Langfuse

Langfuse is an open source observability and analytics layer for LLM applications. It helps you see every request and response, measure latency and cost, inspect prompts and generations, version and A/B test prompts, attach user feedback and evaluations, and trace multi step workflows across services. You can self host it or use the hosted cloud.

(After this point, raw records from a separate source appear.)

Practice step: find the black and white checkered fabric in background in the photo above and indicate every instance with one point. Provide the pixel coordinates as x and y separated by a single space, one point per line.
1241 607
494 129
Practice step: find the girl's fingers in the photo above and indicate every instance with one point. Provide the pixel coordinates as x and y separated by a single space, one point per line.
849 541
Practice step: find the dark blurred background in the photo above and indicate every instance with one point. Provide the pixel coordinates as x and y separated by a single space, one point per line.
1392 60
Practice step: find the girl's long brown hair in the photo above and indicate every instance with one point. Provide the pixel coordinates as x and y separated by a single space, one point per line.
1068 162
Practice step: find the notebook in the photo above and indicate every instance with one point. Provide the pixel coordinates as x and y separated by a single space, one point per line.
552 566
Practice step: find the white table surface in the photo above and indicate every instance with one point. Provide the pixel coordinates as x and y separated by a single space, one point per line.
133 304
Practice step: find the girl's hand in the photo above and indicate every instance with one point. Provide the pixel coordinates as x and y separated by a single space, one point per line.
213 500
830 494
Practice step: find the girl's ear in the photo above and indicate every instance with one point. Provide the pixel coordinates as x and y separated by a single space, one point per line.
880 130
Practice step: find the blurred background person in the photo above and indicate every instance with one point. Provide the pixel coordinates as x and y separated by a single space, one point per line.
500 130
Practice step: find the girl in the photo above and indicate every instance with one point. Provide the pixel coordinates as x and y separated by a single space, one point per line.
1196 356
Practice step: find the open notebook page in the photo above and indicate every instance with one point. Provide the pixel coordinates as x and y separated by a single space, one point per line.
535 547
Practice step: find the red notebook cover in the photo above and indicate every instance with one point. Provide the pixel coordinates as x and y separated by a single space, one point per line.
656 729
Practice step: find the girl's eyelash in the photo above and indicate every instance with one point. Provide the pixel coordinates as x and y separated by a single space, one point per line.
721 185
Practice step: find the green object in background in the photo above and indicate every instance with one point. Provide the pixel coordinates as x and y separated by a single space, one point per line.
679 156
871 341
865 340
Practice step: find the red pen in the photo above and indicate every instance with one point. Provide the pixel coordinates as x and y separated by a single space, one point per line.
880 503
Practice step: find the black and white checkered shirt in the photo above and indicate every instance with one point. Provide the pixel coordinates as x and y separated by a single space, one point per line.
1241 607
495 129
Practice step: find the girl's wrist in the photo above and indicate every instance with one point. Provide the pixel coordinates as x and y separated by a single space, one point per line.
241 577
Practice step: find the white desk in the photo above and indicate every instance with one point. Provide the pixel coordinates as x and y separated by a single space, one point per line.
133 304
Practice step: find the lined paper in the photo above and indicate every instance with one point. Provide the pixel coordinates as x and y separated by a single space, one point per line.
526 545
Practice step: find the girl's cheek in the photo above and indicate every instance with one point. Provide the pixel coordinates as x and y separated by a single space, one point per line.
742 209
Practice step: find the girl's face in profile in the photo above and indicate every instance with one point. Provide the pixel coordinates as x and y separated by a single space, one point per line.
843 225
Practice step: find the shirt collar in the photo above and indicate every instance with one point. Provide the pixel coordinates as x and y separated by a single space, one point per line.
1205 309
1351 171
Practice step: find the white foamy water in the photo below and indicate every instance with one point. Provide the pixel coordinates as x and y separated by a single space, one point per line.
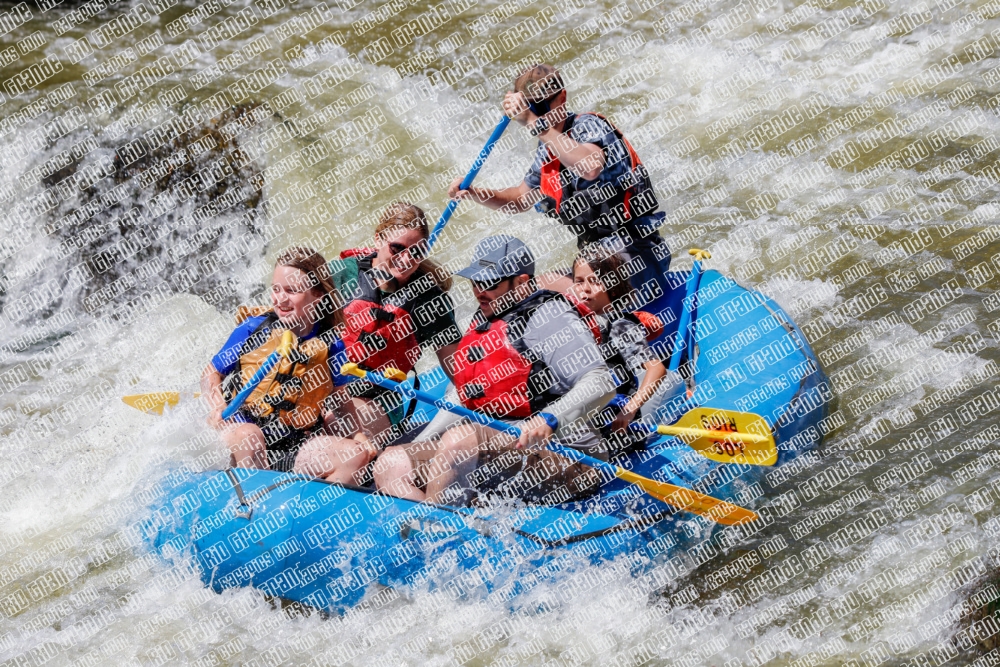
838 156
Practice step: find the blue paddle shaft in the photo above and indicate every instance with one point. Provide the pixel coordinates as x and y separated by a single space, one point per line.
442 404
685 320
480 418
264 369
467 181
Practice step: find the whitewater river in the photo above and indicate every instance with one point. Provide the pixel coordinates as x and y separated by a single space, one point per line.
842 157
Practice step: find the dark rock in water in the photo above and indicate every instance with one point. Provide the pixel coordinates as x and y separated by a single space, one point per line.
139 218
979 624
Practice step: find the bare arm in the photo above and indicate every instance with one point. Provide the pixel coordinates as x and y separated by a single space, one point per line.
211 389
585 160
518 198
650 381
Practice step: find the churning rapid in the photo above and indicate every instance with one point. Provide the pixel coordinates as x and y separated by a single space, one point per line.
839 157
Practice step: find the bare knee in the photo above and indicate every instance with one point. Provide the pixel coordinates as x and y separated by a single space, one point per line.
458 442
392 464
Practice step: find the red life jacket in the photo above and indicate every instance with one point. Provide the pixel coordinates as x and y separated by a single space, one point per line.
496 373
379 330
600 210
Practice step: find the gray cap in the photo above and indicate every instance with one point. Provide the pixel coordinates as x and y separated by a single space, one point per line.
499 256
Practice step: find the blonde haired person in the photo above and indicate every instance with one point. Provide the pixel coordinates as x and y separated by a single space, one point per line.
283 423
396 305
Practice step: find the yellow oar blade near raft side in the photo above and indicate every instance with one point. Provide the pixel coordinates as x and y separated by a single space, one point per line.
726 436
154 403
718 510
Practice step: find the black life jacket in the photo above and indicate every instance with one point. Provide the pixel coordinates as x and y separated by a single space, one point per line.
296 387
380 332
496 373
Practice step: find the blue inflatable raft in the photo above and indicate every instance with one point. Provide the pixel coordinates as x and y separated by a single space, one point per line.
328 546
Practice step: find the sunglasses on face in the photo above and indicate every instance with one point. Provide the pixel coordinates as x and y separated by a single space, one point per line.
417 251
543 107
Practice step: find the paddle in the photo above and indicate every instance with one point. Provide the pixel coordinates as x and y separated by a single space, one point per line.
676 496
725 436
467 181
284 347
687 306
155 402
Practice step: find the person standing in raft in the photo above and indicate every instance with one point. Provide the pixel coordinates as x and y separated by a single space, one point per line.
282 422
528 358
599 281
396 302
585 174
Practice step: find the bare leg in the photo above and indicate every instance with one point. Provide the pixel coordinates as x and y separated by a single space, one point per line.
456 457
246 442
394 474
334 459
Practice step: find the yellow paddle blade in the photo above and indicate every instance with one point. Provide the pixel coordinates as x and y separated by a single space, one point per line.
726 436
689 500
154 403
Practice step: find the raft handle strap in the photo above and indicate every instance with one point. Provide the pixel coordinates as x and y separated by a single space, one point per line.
240 513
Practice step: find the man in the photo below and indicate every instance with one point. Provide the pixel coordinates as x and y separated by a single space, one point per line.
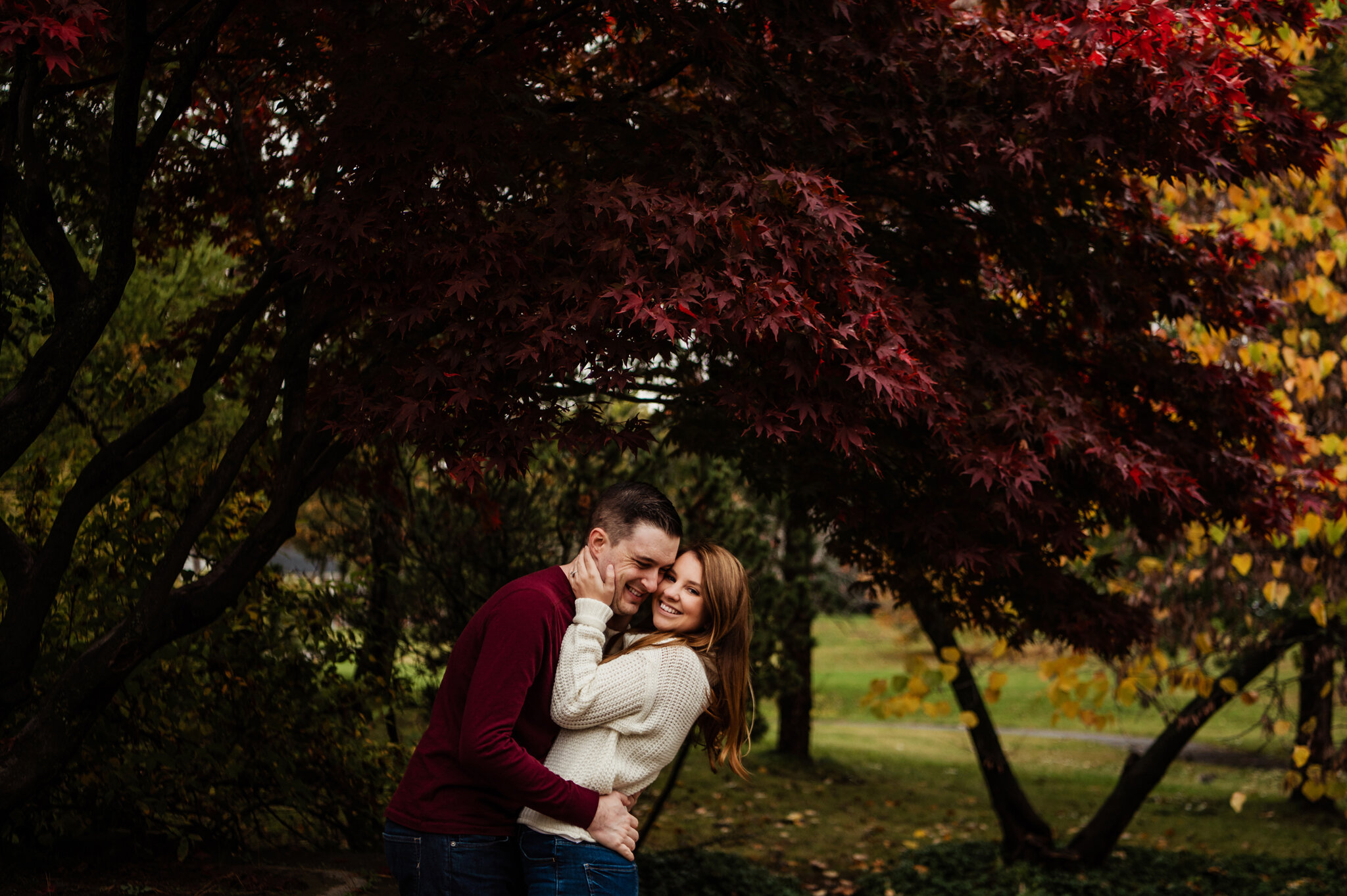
451 825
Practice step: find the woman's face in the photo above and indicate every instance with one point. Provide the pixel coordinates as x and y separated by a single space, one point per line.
678 605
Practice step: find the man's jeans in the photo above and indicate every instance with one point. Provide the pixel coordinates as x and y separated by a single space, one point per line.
452 864
556 866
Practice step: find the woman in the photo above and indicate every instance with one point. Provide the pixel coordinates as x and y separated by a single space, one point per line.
624 717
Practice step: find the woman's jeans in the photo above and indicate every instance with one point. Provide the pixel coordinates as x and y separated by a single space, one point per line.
556 866
452 864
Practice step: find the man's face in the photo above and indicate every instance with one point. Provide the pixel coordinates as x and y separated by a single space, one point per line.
639 563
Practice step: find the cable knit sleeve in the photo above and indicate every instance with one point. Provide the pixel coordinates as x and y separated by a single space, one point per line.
586 695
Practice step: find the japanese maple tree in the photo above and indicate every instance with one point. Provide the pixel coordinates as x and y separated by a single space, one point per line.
906 243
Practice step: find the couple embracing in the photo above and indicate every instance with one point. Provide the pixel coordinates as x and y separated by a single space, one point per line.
555 713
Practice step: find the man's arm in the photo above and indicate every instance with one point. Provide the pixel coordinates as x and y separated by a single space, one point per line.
514 649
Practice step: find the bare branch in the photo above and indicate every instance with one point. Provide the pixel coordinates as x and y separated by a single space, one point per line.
29 607
180 96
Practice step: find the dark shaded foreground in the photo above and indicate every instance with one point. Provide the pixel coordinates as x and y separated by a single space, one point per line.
271 875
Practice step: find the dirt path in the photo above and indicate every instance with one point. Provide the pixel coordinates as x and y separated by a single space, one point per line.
1194 753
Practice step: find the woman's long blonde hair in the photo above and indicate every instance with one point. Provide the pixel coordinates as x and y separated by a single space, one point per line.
725 635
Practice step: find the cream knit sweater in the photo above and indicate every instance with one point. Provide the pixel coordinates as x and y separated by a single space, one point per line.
623 721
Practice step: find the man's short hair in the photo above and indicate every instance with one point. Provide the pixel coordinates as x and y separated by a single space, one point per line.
623 507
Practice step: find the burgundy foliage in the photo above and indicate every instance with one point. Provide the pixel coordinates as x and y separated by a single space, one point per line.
897 254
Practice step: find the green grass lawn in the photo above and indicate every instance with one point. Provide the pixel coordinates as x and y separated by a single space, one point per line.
854 650
877 793
881 790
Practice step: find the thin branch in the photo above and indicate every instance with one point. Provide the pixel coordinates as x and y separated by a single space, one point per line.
174 18
86 421
22 625
207 504
180 96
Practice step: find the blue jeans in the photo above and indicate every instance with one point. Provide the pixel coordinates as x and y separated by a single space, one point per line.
556 866
452 864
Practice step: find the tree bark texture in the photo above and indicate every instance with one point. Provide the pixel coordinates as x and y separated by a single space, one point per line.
1097 840
1024 834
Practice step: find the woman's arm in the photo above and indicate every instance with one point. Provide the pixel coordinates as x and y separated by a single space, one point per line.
585 693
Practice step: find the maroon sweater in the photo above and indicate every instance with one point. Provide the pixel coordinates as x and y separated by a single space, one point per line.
491 727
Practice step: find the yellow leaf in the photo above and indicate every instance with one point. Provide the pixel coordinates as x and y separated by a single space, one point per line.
1276 592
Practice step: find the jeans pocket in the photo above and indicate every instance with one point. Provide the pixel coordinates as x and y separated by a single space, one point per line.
480 840
538 849
610 880
403 856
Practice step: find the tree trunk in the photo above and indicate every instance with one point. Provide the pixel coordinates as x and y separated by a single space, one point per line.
1024 834
381 622
1140 776
1315 721
795 697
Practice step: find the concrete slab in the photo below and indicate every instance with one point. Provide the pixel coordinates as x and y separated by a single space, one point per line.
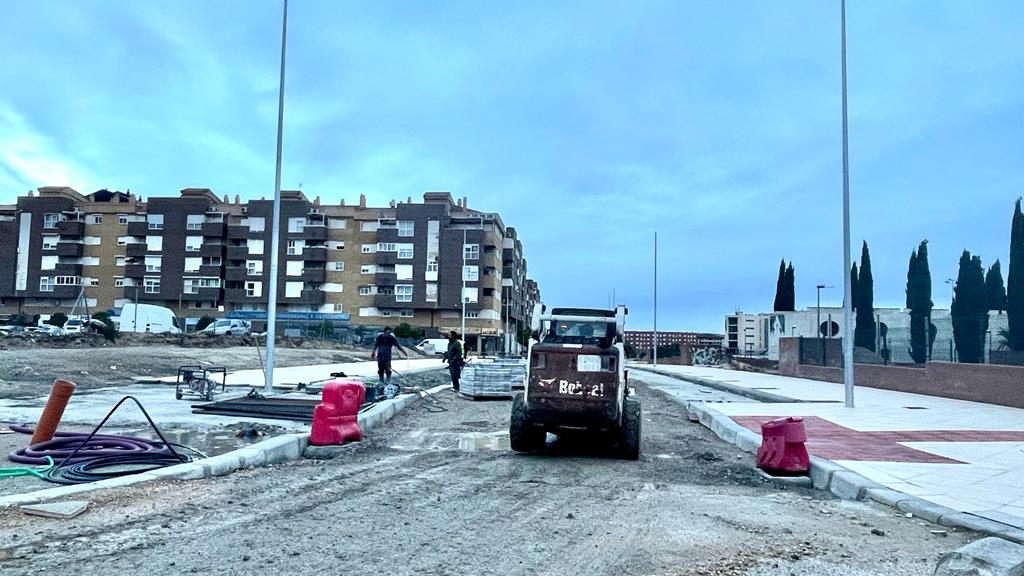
60 510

Think of Langfuse as a flight recorder for your AI app. It captures inputs, outputs, metadata, costs, and timing so you can debug failures, improve prompts, and prove quality with real data.

Example

click to open

Goal
User types the prompt: “Explain Langfuse in one line.”
You already call an LLM once and return its text. With Langfuse you add a few lines to create a trace and log the generation.

Python sketch

# before
from openai import OpenAI
client = OpenAI()
def answer(user_input: str) -> str:
    resp = client.chat.completions.create(
        model="gpt-4o-mini",
        messages=[{"role": "user", "content": user_input}],
        temperature=0.2,
    )
    return resp.choices[0].message.content

# after, with Langfuse
from langfuse import Langfuse
from langfuse.openai import OpenAI  # drops in a wrapped client

lf = Langfuse()                     # reads LANGFUSE_* env vars
client = OpenAI()                   # same callsite as before

def answer(user_input: str) -> str:
    trace = lf.trace(name="simple-chat", user_id="u_123")
    span = trace.span(name="chat-completion", input=user_input)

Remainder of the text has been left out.